Family (Cooper Novel) Imagery

Family (Cooper Novel) Imagery

Slavery

The most important and obvious imagery is the painful remembrance of slavery in American history. The novelist works to create a lucid recreation of slavery as it really occurred. The slaves live lives that are defined by suffering and horror, and their thirst for freedom is worsened by their sense of dread and doom. They want freedom and life, but what they get instead is pain, abuse, domination, rape, assault, and dehumanization. The imagery is worth remembering because it really happened. It is hard to believe humans could be capable of such behavior, but it wasn't even that long ago that the American majority supported slavery.

Family and legacy

The imagery of family becomes a kind of resistance. The mother hopes that a new life could be possible for her children, although she accepts her fate, understanding that perhaps she will never find the restoration that she desires. This raises within her an abstract understanding of family that verges on legacy. How can she establish for herself a legacy that outlives her own mortal coil? She can raise powerful children and pray that a better future befall them.

Duality

The imagery of duality is plain throughout the novel. There is a famous verse in Paul's epistle to the Galatians: "There is in Christ neither Jew nor Greek, neither slave nor free, neither male nor female." Well, in the history of the American South, there certainly are those dualities. Not only are there slaves and freemen, but the slave owners actively work to make life as hellish as possible for the slaves. The prose underscores other dualities as well; light and dark, day and night, male and female. The imagery of duality also applies to time; there are two versions of time depicted, the immediate daily passage of real time, and the timeless, eternal kind of time that Clora hopes to enter upon her death.

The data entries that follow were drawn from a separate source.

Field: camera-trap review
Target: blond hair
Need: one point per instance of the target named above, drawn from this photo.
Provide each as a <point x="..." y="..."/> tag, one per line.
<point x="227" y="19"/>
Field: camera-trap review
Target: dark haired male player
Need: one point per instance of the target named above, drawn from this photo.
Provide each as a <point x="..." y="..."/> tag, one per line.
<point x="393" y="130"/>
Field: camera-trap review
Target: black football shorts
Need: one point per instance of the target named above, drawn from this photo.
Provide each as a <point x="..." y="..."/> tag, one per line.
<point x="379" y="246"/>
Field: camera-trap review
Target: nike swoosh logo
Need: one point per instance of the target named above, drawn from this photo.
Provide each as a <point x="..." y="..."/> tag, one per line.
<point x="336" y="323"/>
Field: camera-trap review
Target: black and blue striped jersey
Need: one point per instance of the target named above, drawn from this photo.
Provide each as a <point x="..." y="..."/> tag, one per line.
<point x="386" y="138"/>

Eternal life and redemption

Clora hopes for a kind of life that exists outside the physical reality of this realm. Her desire for a transcendental reality stems from her life of real suffering which makes her chronically wishful that death might bring some kind of redemption. She hopes that at least her children might have better futures than her own so that the mystery of life within her own family might be redeemed on the earth. This constitutes religious imagery for her, and her suicide is paired with a sense of religious martyrdom.